People in modern society are becoming more and more individualistic, a trend that technology and capitalist firms are accelerating. As a result, people are losing their ability to communicate and solve problems through dialogue. This breakdown in communication leaves individuals psychologically vulnerable.
Some try to solve these issues by seeing psychologists, while many others turn to cats and dogs. The hyper-fixation on stray animals and the surge in keeping pets at home has become a global trend. Most of these individuals attempt to alleviate their stress and loneliness—even if they are married or have friends—by dedicating more and more attention to these animals. However, they are by no means true animal lovers; their behavior is irrational, as feeding stray animals turns them into dependent creatures unable to survive naturally on the streets. By doing so, they also disturb their neighbors. These supposed animal lovers often show hatred toward people who do not share their view, which makes them increasingly isolated and drives them to group exclusively with similarly irrational people.
They do not obey the rules that keep a society healthy and strong. An individual's freedom is limited by the freedom of others. For example, a person's desire to keep a barking dog inside a house is limited by their neighbor's right to live in peace and silence. The Golden Rule of ethics is the principle of reciprocity: treating others as you would want to be treated. These irrational individuals completely ignore this principle. Ultimately, because living in a single-family detached home is prohibitively expensive in major cities, these inconsiderate people can only afford to live in nice apartments because the overall structural cost is shared by their neighbors purchasing adjacent flats. Yet, they continue to value animals over the very humans who make their comfortable urban living possible in the first place.
Families used to gather around radios, and later around TVs. Today, every family member individually consumes their own content, interacting minimally within the confined space of the home. This miscommunication accelerates the irrational mindset, feeding into the problems discussed above.
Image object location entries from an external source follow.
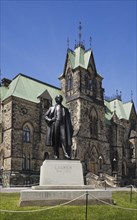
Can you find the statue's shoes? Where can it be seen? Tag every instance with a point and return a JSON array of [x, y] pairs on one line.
[[67, 156]]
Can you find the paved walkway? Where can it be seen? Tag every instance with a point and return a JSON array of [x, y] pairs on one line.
[[18, 189]]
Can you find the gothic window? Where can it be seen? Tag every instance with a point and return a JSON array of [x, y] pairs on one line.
[[46, 103], [88, 82], [93, 123], [26, 162], [69, 82], [26, 134], [1, 135]]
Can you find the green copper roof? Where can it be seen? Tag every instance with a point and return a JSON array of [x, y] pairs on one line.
[[79, 57], [122, 110], [30, 89], [3, 91]]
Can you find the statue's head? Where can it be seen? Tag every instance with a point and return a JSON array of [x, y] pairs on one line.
[[59, 99]]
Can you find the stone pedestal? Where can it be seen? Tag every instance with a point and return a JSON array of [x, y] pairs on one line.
[[62, 181], [61, 172]]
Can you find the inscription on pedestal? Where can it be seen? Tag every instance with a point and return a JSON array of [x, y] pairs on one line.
[[61, 172]]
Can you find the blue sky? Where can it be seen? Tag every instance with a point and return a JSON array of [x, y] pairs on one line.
[[34, 40]]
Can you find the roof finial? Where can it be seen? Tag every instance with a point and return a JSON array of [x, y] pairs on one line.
[[90, 41], [0, 77], [68, 42], [80, 28], [121, 95], [131, 96], [114, 107]]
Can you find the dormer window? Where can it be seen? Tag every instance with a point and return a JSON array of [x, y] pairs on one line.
[[88, 82]]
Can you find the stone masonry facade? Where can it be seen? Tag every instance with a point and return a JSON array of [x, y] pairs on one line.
[[102, 145]]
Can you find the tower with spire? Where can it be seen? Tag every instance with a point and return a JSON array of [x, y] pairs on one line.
[[82, 87]]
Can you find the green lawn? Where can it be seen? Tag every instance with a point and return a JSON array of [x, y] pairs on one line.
[[10, 201]]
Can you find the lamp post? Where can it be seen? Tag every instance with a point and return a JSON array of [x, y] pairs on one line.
[[100, 166], [114, 168]]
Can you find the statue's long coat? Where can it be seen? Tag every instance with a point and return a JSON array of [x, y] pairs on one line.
[[50, 128]]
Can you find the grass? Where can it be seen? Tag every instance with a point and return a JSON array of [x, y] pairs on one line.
[[10, 201]]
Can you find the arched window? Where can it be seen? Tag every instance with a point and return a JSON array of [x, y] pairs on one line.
[[69, 82], [26, 134], [88, 82], [26, 162], [93, 123]]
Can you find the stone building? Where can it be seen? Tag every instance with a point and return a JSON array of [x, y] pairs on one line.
[[105, 130]]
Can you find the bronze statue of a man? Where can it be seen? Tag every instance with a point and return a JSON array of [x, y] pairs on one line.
[[60, 129]]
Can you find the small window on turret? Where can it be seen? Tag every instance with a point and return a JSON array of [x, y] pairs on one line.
[[69, 83]]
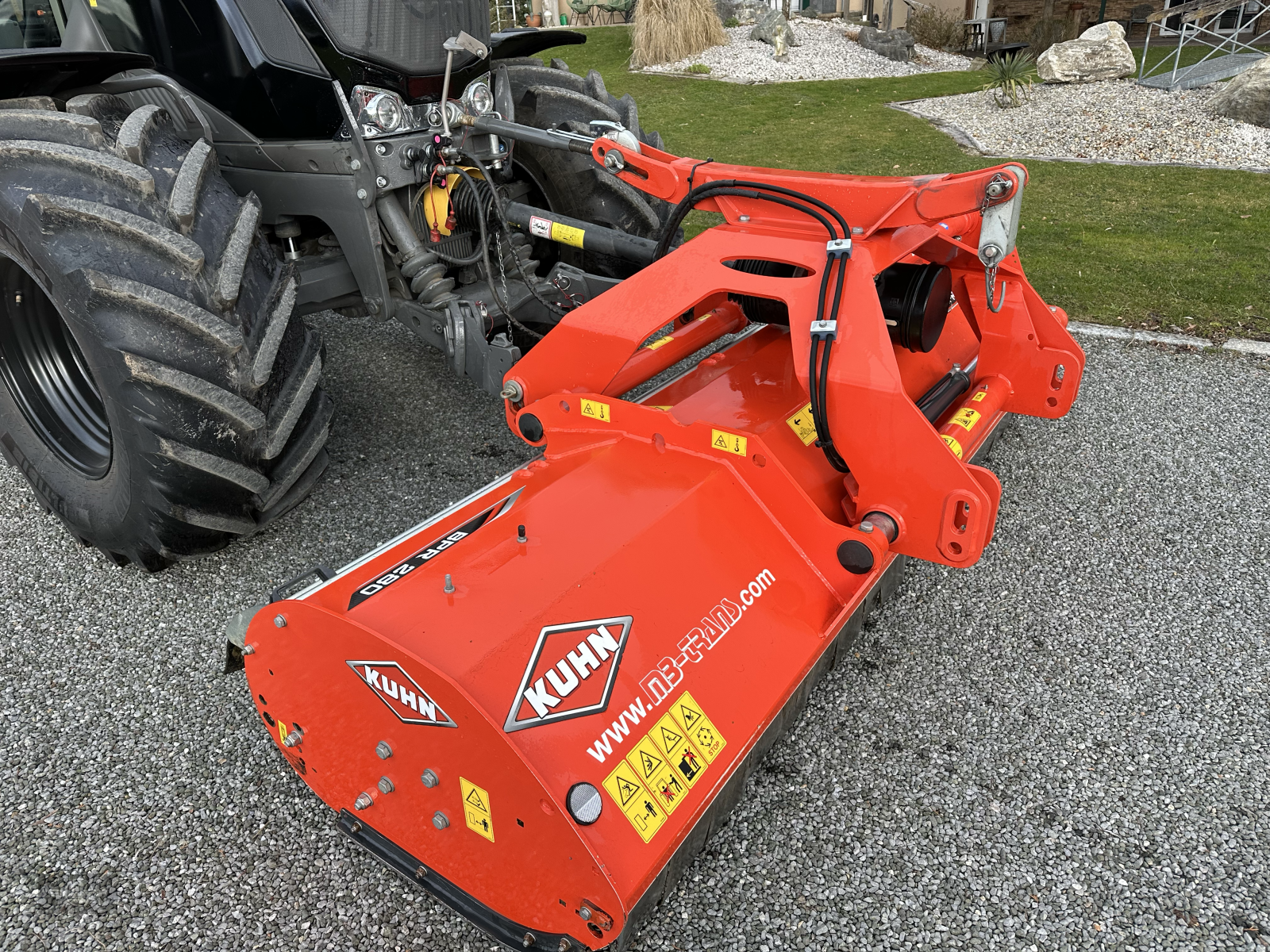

The increase of Vegan population is also a result of this. Over thousands of years of evolution, different species evolved distinct anatomical and cognitive paths based on being omnivorous, carnivorous, or herbivorous, and humans evolved specifically to require animal-based nutrients. We are structurally what we eat. The complete elimination of animal protein from the diet directly alters the baseline chemical inputs needed for neural function; it alters how neurons connect with each other and communicate with one another. While the exact percentage of this impact can be debated, it is undoubtedly a significant factor. Limiting one's diet in this manner is by no means healthy. This underlying irrationalism results in becoming a Vegan, and this restricted diet directly impacts logical processing, creating a positive feedback loop that further feeds their irrationalism.
Such irrational mindsets easily form clusters and groups due to their low enthalpy. We can draw an analogy between states of mind and the thermodynamic energy states of matter. Just as substances in nature naturally tend toward a lower energy state, human groups tend toward a lower intellectual state. In this sense, irrationalism is an inevitable natural consequence.
Historically, Western countries tried to increase the enthalpy of their societies through education and institutional systems. Rational people act like high-energy materials; they do not easily nucleate and grow into uniform masses. On the other hand, individuals in a lower energy state can easily nucleate and cluster together. This is one of the primary reasons dictators accumulate strength and power so rapidly as generations shift.
Unfortunately, breaking these low-energy social bonds and adding enthalpy back into the system is difficult and painful. When societies are ruled by these low-energy clusters, war becomes inevitable. These rulers initiate disputes around the world and support similar regimes to consolidate power. They mistakenly believe that green wood will not catch fire despite their continuous sparking, but global irrationalism dries the wood from the inside out until it eventually ignites. Only after the devastation of such global conflicts do societies regain their energy state, and with it, their rationalism.